Like most of my fellow genea-bloggers, I'm concerned about my readership. I've worked hard for quite a while now to build it up and I certainly don't want to shoot myself in the foot by writing content that will lose it for me. On the other hand, I've got what I think are some interesting genealogy articles in mind that I'd like to write but I'm worried about setting off ISP triggers and losing readership again. Nobody tells you the rules on this sort of thing. I don't even know for sure what words I need to avoid. Am I copping out by not writing the articles because I'm concerned about my readership numbers? Or am I foolish to write what I know may well lose me readers? This is my dilemma.
Before I go any further, let me just play this safe and say that for the purposes of this post I will refer to the three letter word that starts with s and ends with x as _e_.
I've made no secret of my background. I've previously mentioned that I majored in psychology and minored in sociology as an undergrad and went on to earn an MSW (Masters in Social Work). I worked for years as a clinical therapist and the subject of _e_ is something I'm quite comfortable discussing and writing about. I had to take classes in _e_ therapy as a student and became desensitized to even the most graphic discussions on the subject. Having said that, I realize that this blog is not the place for open discussions of _e_. It's about genealogy and family history (OK and sometimes it's about Stephanie Plum books ;-) and the other stuff doesn't belong here.
Or does it?
Where would we be today if not for _e_? Isn't it the very basis of family history? Whether we openly acknowledge it or not we wouldn't be here today if grandma and grandpa weren't doing the late night tango. It is a fact of life. And a fact of family history. Mind you, I'm not thinking about turning this blog into one about _e_ and genealogy (although that would be fun wouldn't it?). But the articles I want to write would include certain elements of a _e_ ual nature and to try to write them without mention of such would be like trying to avoid mentioning the 800 lb gorilla in the room.
I've thought about trying to use things like "_e_" for word substitutes but I don't think that would work well. It's easy enough to do when it's only the one word I'm substituting but to try to come up with enough substitutions for even a small number of might-be-trigger words would create a downright comical post. And while I'm all in favor of lighthearted banter when it comes to discussions involving _e_ I don't want to turn a serious subject into a comedy.
Doesn't this post feel awkward to read, like I'm dancing around instead of being straight foreword? It certainly feels that way as I'm writing it. Yeesh.

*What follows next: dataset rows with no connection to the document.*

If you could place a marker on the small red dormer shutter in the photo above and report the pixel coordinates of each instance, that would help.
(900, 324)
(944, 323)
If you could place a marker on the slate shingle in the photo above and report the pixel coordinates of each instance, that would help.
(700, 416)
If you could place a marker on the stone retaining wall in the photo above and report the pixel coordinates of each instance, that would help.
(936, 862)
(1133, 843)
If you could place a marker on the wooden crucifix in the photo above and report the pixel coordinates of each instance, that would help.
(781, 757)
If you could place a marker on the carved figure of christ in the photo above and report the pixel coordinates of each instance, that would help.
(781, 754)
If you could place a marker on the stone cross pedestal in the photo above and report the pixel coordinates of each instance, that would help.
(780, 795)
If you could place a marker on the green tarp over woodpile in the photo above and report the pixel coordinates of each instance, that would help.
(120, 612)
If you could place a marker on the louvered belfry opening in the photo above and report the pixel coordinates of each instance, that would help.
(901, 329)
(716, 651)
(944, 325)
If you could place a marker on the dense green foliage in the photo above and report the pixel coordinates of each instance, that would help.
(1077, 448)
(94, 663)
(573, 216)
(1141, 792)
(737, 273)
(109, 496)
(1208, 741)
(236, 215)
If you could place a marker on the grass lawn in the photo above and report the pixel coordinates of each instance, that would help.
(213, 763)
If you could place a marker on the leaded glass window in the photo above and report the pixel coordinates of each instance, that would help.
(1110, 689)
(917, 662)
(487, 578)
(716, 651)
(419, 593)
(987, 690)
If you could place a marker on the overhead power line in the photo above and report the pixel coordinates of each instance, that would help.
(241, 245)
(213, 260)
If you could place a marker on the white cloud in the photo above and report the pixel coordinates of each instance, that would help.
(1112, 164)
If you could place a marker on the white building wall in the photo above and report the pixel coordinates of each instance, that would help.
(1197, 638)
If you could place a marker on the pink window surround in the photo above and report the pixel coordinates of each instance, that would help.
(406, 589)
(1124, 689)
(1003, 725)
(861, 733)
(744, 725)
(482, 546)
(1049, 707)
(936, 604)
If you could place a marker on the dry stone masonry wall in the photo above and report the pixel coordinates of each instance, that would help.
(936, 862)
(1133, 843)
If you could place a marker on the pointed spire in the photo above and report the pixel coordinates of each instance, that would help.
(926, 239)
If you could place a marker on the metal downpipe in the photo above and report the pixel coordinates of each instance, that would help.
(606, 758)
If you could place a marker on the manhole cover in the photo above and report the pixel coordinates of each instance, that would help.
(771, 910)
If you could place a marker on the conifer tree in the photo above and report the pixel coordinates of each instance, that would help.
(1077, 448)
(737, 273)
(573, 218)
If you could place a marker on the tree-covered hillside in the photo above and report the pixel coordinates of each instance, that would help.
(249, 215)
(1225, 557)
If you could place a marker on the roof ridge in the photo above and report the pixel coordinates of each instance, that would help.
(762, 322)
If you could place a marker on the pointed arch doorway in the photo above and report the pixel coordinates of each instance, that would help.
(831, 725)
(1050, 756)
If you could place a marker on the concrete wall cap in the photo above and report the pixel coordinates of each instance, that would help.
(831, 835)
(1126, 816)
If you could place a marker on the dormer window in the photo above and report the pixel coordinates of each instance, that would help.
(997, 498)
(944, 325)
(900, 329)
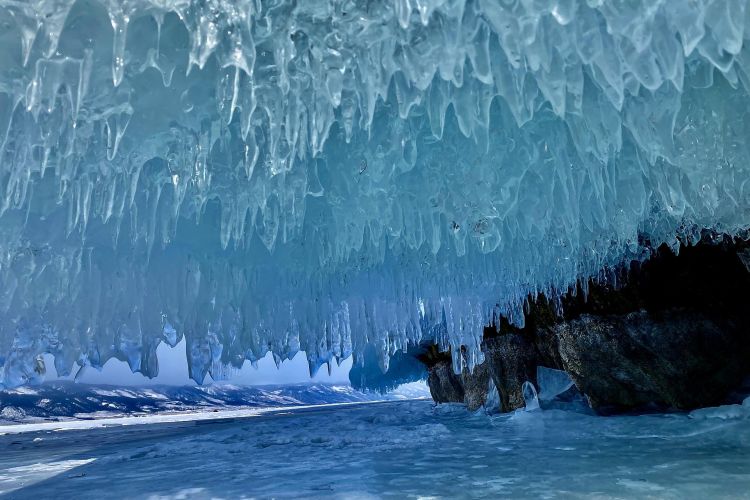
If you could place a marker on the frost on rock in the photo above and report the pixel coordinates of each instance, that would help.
(327, 175)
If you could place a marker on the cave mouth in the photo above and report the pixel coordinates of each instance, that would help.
(667, 334)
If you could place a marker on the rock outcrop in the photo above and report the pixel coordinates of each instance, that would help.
(675, 335)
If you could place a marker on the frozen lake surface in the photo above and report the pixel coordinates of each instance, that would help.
(390, 449)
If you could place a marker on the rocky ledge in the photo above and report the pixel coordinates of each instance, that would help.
(673, 335)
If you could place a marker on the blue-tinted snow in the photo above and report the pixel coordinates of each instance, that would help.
(400, 450)
(279, 175)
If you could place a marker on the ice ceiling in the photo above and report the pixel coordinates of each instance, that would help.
(328, 175)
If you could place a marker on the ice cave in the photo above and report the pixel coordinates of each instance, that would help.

There are so many unknowns to consider... Does the vocabulary in "comments" get screened by ISPs so that even if I avoid using trigger words I could lose subscribers if those who write comments don't? And what about outside links... if my fellow bloggers were to mention my article and naively use the trigger words I'm trying to avoid, will that somehow reflect negatively on my blog and drop it's rankings/ratings because it becomes associated with those trigger words?

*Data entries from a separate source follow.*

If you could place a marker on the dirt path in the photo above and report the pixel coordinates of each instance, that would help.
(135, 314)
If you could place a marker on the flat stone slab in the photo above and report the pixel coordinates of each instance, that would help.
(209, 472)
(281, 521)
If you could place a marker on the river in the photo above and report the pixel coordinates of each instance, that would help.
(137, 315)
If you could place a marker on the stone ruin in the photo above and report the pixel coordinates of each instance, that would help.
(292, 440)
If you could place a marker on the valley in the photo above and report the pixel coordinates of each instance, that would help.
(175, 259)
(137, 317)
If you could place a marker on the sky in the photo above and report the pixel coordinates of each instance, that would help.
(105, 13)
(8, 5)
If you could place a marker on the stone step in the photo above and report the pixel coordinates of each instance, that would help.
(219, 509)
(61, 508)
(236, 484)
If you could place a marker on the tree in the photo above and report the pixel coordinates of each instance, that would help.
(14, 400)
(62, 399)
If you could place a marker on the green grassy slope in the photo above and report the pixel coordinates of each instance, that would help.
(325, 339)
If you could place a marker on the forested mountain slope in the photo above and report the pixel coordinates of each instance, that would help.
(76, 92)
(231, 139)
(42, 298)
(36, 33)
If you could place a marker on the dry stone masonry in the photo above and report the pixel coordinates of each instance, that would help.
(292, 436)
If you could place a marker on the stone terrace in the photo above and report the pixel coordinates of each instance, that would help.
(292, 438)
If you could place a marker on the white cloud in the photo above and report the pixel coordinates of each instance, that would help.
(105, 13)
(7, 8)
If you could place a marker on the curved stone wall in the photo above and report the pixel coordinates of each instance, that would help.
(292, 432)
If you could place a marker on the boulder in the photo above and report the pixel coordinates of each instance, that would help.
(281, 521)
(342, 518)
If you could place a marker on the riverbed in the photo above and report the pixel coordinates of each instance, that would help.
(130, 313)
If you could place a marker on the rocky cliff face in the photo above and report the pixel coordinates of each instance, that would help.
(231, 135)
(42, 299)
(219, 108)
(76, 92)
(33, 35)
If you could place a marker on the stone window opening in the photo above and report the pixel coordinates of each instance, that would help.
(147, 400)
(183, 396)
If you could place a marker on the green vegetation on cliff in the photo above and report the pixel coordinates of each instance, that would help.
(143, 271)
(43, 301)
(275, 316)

So where do I go from here? I'd really like to hear from you, my readers. If your email subscription got bounced by your ISP would you still read my blog regularly? If you're a blogger, would you avoid mentioning my articles (when you otherwise might not have) because it might trigger a loss in your own readership? How concerned are you about your readership numbers? How interested are you in reading what I might write on this subject anyway? Would you be offended by the idea and quit reading my blog if I were to discuss _e_ and family history here? Am I over thinking this?

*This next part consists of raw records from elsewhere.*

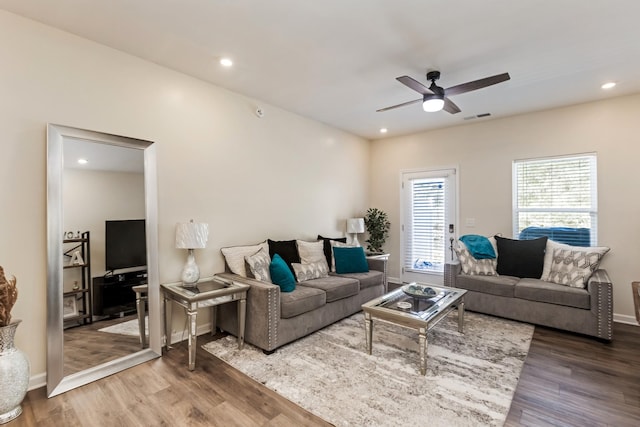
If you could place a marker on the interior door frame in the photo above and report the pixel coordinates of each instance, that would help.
(453, 171)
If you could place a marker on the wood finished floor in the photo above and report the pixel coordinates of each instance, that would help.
(85, 346)
(567, 380)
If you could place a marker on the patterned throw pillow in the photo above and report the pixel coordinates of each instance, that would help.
(234, 256)
(551, 246)
(475, 267)
(573, 267)
(259, 265)
(311, 271)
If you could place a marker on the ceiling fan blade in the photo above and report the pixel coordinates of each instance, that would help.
(450, 107)
(399, 105)
(477, 84)
(414, 84)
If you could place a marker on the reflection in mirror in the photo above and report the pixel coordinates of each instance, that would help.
(102, 240)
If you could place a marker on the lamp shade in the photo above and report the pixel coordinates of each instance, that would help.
(355, 225)
(192, 235)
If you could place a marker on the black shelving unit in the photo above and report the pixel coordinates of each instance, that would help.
(82, 295)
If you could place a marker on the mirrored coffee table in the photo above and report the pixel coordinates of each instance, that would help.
(415, 306)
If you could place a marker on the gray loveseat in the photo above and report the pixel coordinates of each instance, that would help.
(586, 311)
(275, 318)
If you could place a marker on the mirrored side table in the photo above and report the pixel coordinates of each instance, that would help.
(208, 292)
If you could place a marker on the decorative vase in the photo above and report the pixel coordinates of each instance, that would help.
(14, 374)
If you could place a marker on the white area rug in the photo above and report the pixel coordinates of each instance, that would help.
(129, 327)
(470, 379)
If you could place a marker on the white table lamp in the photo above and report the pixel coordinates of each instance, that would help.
(191, 235)
(355, 226)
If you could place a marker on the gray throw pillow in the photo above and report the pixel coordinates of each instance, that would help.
(259, 265)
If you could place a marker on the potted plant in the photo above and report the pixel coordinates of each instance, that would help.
(378, 226)
(14, 366)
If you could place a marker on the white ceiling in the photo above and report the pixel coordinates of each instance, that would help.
(102, 157)
(336, 61)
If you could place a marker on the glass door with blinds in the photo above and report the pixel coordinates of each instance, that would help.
(428, 224)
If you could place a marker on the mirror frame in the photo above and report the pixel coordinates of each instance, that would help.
(57, 382)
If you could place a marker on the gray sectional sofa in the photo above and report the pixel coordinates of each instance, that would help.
(586, 311)
(275, 318)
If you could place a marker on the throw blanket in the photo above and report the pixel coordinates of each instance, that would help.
(479, 246)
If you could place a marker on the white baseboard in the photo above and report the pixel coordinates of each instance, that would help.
(37, 381)
(623, 318)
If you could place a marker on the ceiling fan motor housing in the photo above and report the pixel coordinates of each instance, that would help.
(433, 75)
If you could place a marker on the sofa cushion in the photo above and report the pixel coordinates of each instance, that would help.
(336, 287)
(259, 264)
(350, 260)
(326, 241)
(311, 271)
(539, 290)
(574, 268)
(234, 256)
(521, 258)
(493, 285)
(287, 249)
(281, 275)
(301, 300)
(368, 279)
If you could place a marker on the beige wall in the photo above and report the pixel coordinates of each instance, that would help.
(282, 176)
(484, 152)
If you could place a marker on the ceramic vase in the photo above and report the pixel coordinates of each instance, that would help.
(14, 374)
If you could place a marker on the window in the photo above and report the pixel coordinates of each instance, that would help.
(429, 209)
(556, 197)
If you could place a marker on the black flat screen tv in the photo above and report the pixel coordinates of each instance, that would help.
(125, 244)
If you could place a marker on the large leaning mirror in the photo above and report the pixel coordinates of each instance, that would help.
(103, 296)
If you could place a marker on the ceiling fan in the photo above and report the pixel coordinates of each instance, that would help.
(435, 98)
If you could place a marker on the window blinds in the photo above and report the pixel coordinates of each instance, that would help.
(426, 238)
(557, 195)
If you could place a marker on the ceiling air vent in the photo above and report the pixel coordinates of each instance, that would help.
(479, 116)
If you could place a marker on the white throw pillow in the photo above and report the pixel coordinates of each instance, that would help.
(571, 267)
(551, 246)
(234, 256)
(311, 251)
(311, 271)
(476, 267)
(259, 265)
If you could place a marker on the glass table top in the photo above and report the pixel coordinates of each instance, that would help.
(419, 300)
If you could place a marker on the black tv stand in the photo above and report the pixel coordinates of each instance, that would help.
(112, 295)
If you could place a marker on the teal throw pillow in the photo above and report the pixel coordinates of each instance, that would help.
(350, 260)
(281, 275)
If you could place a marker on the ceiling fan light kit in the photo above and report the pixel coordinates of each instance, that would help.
(432, 103)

I would appreciate your feedback on this subject. Please use discretion when making your comments and avoid what might be trigger words. And for heaven's sake don't write a blog post saying "Jasia's considering writing about genea- _e_ on her blog" and then link to this article! If you don't feel comfortable writing a comment, please at least vote in the poll I've place in the column on the right. Thank you for your thoughtful consideration and feedback.
Now tell me, what are your thoughts?